The extension appears to be the latest in a string of moves to give the event more of a WrestleMania-like prestige. It has already been coupled by a live NXT special in the same Barclays Center, and big, part-time names have either been announced (Undertaker) or are rumored to be booked (Sting). The fourth hour will do more to give it that "Mania of the Summer" feel, although I suspect the addition of time won't necessarily add more time for matches. Undertaker will definitely get an elaborate, time-consuming entrance, and I bet he won't be the only one.

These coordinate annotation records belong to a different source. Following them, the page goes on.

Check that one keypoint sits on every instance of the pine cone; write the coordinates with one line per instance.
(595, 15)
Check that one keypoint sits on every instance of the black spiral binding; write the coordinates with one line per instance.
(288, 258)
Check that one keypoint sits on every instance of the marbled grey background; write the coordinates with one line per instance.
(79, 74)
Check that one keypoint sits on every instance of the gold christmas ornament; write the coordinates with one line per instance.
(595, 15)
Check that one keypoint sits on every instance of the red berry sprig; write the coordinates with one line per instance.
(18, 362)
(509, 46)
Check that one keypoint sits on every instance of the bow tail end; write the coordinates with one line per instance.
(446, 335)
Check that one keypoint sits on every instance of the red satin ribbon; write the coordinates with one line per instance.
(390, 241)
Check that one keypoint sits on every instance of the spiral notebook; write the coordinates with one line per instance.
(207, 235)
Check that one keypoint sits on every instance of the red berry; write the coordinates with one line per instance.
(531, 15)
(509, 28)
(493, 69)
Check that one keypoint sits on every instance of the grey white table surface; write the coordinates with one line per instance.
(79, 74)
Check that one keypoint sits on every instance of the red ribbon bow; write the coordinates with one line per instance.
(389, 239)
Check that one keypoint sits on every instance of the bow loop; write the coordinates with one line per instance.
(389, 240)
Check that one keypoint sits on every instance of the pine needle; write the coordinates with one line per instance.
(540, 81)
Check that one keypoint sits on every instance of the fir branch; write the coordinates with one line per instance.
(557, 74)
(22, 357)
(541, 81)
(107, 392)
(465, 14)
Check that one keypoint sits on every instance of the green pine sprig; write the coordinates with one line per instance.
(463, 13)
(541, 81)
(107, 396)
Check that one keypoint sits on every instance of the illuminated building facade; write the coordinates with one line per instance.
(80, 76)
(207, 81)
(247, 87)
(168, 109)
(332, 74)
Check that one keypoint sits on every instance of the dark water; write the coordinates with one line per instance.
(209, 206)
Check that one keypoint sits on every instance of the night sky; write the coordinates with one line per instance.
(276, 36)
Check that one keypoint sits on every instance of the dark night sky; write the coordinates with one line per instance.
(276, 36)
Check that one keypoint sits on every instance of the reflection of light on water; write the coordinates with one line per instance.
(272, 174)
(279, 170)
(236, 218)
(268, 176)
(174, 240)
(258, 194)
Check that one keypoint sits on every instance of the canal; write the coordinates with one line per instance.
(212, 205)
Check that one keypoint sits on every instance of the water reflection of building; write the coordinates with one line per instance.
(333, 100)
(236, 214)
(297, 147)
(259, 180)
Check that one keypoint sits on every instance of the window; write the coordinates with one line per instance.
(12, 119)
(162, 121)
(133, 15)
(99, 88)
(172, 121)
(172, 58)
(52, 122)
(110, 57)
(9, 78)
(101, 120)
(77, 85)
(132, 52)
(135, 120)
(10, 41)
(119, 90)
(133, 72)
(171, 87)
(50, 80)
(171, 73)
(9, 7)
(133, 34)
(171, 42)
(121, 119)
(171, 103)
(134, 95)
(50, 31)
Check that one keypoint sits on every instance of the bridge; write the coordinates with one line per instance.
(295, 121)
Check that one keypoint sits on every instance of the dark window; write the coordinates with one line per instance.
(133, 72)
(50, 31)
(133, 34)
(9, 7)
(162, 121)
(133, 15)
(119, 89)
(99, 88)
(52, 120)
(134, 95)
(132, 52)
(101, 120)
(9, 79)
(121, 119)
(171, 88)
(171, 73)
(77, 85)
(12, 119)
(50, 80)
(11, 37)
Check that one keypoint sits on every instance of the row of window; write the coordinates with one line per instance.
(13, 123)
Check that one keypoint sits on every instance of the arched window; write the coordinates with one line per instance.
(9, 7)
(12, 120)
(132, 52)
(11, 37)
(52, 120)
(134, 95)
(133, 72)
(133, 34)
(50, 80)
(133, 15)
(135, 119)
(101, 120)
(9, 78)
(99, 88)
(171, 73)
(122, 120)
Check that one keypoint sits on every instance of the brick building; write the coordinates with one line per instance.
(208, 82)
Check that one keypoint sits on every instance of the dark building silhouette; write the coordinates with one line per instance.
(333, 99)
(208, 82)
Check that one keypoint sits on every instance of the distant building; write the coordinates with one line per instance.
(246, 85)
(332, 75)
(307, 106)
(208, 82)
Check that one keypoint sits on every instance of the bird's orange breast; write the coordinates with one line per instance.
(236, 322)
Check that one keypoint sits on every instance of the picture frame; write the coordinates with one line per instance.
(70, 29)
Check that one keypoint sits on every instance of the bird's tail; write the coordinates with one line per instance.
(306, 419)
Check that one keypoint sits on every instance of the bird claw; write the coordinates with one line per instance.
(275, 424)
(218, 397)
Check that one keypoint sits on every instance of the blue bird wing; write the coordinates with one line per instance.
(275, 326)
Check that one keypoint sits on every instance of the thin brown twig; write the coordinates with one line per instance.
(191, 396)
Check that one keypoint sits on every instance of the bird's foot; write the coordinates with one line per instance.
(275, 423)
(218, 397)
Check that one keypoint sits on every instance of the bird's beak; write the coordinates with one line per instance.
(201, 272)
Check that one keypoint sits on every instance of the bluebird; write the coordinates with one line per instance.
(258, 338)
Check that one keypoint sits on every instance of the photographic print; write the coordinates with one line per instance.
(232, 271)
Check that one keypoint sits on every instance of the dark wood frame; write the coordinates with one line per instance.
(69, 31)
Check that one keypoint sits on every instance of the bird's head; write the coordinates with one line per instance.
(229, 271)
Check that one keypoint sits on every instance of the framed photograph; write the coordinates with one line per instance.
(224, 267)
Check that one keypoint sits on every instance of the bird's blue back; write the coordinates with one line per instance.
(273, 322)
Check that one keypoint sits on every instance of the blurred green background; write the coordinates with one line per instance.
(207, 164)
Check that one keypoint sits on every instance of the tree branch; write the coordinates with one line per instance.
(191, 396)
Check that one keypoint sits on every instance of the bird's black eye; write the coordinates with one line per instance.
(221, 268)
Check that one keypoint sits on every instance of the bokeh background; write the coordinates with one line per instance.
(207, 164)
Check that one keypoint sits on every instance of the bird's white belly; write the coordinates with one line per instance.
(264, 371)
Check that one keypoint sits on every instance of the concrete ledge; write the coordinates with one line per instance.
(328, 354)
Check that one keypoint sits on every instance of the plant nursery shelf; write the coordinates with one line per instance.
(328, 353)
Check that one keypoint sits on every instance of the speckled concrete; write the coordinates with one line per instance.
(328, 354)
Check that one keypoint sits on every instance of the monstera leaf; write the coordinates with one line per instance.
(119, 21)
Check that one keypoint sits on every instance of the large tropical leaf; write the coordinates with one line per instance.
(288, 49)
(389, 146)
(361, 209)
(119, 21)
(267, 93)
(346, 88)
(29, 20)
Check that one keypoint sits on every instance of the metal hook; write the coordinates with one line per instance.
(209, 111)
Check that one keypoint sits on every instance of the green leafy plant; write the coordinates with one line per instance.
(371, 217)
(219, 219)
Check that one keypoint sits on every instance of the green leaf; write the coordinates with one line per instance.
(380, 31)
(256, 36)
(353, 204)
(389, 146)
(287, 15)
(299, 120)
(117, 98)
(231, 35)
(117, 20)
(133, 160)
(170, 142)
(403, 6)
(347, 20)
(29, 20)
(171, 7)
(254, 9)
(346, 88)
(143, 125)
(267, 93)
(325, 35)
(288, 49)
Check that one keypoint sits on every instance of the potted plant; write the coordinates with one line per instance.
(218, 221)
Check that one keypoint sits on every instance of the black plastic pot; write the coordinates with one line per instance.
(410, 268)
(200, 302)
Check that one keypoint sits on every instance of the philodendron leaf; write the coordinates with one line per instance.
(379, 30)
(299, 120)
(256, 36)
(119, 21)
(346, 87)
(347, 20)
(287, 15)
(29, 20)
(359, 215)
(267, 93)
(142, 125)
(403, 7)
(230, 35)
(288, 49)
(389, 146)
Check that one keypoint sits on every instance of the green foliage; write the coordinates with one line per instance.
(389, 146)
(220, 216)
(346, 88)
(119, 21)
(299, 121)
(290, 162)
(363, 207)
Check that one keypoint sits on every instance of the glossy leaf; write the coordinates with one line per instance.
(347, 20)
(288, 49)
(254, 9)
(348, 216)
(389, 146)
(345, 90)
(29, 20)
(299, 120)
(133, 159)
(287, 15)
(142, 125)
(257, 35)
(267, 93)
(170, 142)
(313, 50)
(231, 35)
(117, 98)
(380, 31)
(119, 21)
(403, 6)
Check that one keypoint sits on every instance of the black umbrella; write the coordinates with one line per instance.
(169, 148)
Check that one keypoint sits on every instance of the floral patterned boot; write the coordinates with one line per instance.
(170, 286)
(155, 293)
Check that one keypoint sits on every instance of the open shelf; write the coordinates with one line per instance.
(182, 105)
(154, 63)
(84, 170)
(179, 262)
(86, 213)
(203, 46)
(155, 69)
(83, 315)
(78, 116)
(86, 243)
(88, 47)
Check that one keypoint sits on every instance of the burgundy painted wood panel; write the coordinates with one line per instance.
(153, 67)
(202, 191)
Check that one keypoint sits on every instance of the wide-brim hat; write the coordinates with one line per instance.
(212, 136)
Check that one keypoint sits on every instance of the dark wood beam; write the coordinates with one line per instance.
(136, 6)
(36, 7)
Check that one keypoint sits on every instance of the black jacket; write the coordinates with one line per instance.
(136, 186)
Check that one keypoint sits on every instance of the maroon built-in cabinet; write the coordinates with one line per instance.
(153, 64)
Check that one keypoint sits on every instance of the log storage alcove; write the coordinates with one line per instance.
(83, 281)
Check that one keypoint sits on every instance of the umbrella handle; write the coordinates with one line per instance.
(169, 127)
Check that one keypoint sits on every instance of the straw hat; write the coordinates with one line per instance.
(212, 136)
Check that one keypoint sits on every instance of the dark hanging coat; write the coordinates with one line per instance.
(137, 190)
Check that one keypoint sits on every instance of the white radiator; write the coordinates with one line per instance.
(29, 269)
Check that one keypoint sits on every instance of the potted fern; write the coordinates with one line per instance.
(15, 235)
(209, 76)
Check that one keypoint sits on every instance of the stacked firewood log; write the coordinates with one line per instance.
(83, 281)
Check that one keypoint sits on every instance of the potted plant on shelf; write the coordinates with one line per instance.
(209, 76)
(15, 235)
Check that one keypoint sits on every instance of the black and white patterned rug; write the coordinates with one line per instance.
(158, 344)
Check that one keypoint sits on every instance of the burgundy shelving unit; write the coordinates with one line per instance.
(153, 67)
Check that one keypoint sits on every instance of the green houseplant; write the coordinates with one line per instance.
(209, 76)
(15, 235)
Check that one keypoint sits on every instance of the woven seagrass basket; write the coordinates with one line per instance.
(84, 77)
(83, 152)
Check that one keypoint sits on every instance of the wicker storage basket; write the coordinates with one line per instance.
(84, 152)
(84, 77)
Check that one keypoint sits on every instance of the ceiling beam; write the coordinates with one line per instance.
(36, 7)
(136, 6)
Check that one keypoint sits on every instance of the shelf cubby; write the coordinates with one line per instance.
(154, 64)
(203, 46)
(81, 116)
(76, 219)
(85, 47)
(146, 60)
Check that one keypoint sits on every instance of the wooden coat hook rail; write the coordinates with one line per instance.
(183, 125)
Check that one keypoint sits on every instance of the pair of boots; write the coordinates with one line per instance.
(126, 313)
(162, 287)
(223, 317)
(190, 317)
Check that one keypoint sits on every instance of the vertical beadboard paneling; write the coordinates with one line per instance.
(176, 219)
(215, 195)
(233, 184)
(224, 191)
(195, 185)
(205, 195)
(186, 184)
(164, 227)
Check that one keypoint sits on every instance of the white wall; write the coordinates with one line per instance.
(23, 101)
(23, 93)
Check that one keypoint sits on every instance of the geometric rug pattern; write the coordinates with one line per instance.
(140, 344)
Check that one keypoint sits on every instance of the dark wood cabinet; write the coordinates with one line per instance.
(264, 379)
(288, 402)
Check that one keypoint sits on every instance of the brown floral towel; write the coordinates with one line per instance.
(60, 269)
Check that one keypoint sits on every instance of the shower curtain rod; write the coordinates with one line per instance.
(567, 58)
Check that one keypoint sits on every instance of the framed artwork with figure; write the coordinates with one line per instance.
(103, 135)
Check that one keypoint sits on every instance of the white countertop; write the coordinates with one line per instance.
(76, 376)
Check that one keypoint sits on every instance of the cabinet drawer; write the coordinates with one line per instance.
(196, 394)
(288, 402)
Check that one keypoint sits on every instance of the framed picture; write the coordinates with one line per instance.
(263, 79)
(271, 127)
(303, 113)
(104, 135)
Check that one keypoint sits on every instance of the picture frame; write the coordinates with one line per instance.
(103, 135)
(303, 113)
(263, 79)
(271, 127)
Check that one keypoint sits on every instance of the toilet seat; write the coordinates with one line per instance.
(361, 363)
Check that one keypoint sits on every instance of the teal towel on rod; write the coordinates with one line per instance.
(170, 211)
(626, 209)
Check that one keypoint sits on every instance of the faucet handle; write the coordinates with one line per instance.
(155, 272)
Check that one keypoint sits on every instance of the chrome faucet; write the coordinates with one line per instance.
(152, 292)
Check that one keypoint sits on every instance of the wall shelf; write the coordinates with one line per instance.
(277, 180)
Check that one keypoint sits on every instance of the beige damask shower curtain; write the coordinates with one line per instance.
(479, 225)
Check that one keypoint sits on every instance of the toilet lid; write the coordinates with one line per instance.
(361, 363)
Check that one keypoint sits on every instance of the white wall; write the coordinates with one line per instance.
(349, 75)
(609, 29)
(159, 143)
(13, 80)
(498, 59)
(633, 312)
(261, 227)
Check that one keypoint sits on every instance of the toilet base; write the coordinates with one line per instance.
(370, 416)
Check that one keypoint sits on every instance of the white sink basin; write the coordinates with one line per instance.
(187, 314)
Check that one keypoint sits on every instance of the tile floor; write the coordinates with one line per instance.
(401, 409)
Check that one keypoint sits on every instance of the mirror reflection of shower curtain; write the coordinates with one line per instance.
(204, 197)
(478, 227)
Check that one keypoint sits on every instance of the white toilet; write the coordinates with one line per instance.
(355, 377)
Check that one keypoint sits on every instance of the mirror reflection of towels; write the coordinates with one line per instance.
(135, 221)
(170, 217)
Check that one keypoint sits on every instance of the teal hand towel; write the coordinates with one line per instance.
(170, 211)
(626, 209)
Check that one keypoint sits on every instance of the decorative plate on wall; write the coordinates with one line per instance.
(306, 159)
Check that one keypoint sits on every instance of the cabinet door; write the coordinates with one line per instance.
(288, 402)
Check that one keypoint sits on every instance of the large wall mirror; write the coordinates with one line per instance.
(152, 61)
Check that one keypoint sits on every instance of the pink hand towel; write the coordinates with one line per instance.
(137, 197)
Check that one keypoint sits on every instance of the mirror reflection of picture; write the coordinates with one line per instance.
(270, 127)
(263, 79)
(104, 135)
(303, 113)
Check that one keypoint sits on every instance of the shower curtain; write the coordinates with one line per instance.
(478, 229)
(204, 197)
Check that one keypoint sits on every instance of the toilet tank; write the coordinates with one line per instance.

The news won't dissuade people from accusing WWE of overkilling its product. The three hours of RAW, two of Smackdown, two C-shows, an hour for the separate NXT narrative, no fewer than two hour-long reality shows, and the various pre-and-post shows that go along with these kinds of events gives WWE's output the kind of saturation that might kill showrunners in other forms of scripted media aneurysms just thinking about it. However, people out there at least attempt to consume all of it, God bless 'em, and if the footage helps sell subs or boost ratings, then WWE is not going to stop. A four-hour spectacle for the second biggest event of the year falls in line with that MO.

Speaking of NXT, the latest in WWE using that developmental/premium arm to wage war against Ring of Honor has manifested itself in the latest set of dates announced. NXT will be hitting the east-central Texas loop September 17 through 19 in Houston, Austin, and San Antonio, respectively, not coincidentally at the same time ROH will be in the area. The indie-turned-corporate-owned promotion will set up shop in San Antonio on September 18 and 19 for a pay-per-view telecast of All-Star Extravaganza 7 and a second show that presumably will be reserved for television tapings. If any doubt remained on WWE's intentions on smoking out ROH and sending it back to the stone age, this announcement of dueling dates should dispel it completely.

Also, if you take a gander at Destination America's TV schedule Flash-thingy and scroll over to Wednesday at 8 PM, you won't find ROH's television show there. The slot is now occupied by Bigfoot in America, and the 11 PM replay that airs after TNA Impact is now the first-run on DA for the weekly show. For DA to lose such favor with the program it brought in to replace (or if you believe the fringe, "stimulate/challenge") TNA so quickly either speaks to the network as too impatient for its own good, or that it's easily compromised by bigger money. The implication is that WWE had a talk with the outlet and maybe flashed some money at it to knock ROH down a peg or two. Either way, WWE appears to be showing more of a killer instinct with less of an established opponent than its war with World Championship Wrestling in the '90s. Honestly, if ROH survives the year intact with its same momentum, I will be shocked. I hope I'm wrong though. WWE pervading the scene like Sauron-with-the-One-Ring is bad for everyone, no matter how good NXT is or how much money it can pay your favorite wrestlers.

But hey, SummerSlam's gonna be four hours, so yeah.